The political parties
Both Mr Trump and Mrs Clinton have sought to make this election a high-stakes referendum on their  rival’s suitability for office. But acrimony in US politics predates 2016 and is likely to endure well into the future.

When the non-partisan Pew Research Center analysed ideological shifts by supporters of the two main parties it found they had each increasingly been driven away from the middle – and pragmatic compromise – in recent decades. It also found growing hostility, according to Jocelyn Kiley, a Pew researcher. “There’s more negative feeling about people on the other side of the political aisle than there was 20 years ago,” she says.

Education as the big divider
The biggest divide in American politics today is based on education.

If polls hold true, Mrs Clinton this year will become the first Democratic presidential candidate to win nationally among white university-educated voters since pollsters began collecting such data in 1952. That would solidify her party’s growing dependence in recent elections on the country’s educated voters.

Donald Trump’s strongest constituency, meanwhile, has been white voters with a high school education or less. And that means a Republican party once associated with the management classes is now finding its core support in disgruntled blue-collar Americans.

And yet America is also becoming increasingly educated. In 1992 voters with a high school education or less made up half the electorate. This year, two-thirds of voters will have at least some tertiary education.

Battle of the sexes
With this year’s election featuring the first major-party female presidential candidate, gender was always going to play a role. That has only been amplified by the  groping allegations levelled against Mr Trump. Those dynamics have contributed to what by some calculations is the biggest gender gap in the American electorate seen since the 1950s, though women for decades have favoured Democratic candidates.

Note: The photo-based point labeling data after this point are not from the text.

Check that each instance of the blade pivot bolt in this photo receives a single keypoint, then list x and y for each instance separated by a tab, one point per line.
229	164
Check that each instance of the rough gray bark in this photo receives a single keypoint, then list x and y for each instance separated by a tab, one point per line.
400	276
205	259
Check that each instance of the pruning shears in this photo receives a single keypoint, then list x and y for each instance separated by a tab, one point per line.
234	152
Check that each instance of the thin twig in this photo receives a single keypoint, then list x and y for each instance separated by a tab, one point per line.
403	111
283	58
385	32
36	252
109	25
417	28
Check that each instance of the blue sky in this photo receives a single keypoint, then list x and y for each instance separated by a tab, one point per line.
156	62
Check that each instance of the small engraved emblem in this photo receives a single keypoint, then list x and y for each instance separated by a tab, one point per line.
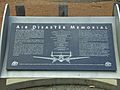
14	63
61	57
108	64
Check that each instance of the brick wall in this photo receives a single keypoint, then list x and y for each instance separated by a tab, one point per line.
51	7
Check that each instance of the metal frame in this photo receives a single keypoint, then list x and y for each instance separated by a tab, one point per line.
58	74
54	74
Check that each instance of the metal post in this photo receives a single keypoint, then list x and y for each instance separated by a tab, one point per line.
118	84
2	84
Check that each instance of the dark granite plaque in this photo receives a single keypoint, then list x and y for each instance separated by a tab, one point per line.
64	46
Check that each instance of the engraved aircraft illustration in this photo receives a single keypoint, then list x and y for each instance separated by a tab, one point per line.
60	56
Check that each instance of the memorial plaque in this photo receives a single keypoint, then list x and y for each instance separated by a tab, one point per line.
61	46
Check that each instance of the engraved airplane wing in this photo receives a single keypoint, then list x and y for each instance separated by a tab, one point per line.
42	57
78	58
69	59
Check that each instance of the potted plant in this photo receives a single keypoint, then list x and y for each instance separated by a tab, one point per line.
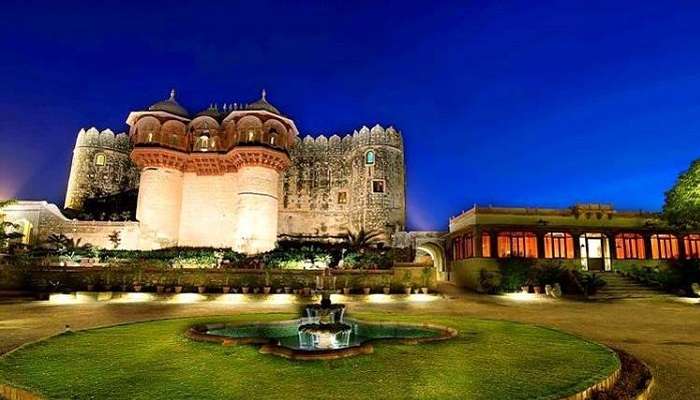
407	282
245	285
426	276
138	281
366	288
268	282
107	280
347	285
387	284
124	281
89	282
201	281
178	280
227	282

Confronting the Republican party after this election is the difficult task of closing that gap after a year that has damaged its relationship with women and particularly educated women.

Generational wars
When voters in the UK decided earlier this year to exit the EU, one of the underlying stories was the divide between young voters eager to remain and older Britons keen to leave. More-over, that young voters did not turn out  at the same rate as older voters may have in the end decided Britain’s fate.

The US is facing a similar divide in 2016 even as millennials are on the cusp of becoming the country’s largest voting bloc. Voters under 35 are more likely to lean towards the Democrats but also have tended to turn out at lower rates in recent elections. Meanwhile, according to Pew, almost 60 per cent of Republican voters are over 50.

Racially polarised
As the first black man to occupy the highest office in the land, Mr Obama took office in January 2009 promising to be uniting. But, politically, America is more racially polarised than it has been at any point in the past 25 years.

This year’s campaign – and Mr Trump’s anti-immigrant rhetoric and portrayal of black communities as crime-ridden – has also hurt Republicans’ efforts to reach out to minorities.

While the Democratic party has been diversifying its base over the past quarter of a century, the Republican party has changed very little. According to Pew’s calculations, while 70 per cent of the electorate is white this year, the proportion of white Republican party supporters is greater, at 86 per cent.

Divided airwaves
It is not just at the voting booth that Republicans and Democrats differ. In the fundamental building blocks of their lives – where and how they live and shop, what sorts of houses they prefer and what they watch and listen to on television and radio – it is not hard to find evidence of an America where communities are increasingly choosing a form of cultural segregation.

That starts with news sources. Progressives love their National Public Radio while conservatives trust their Fox News. But for years ratings company Nielsen has also been documenting divergences in music listening habits. Country music listeners are as likely to be Democrats as Republicans.

But radio stations that play “urban” music, or hip hop, have a decidedly Democratic listenership.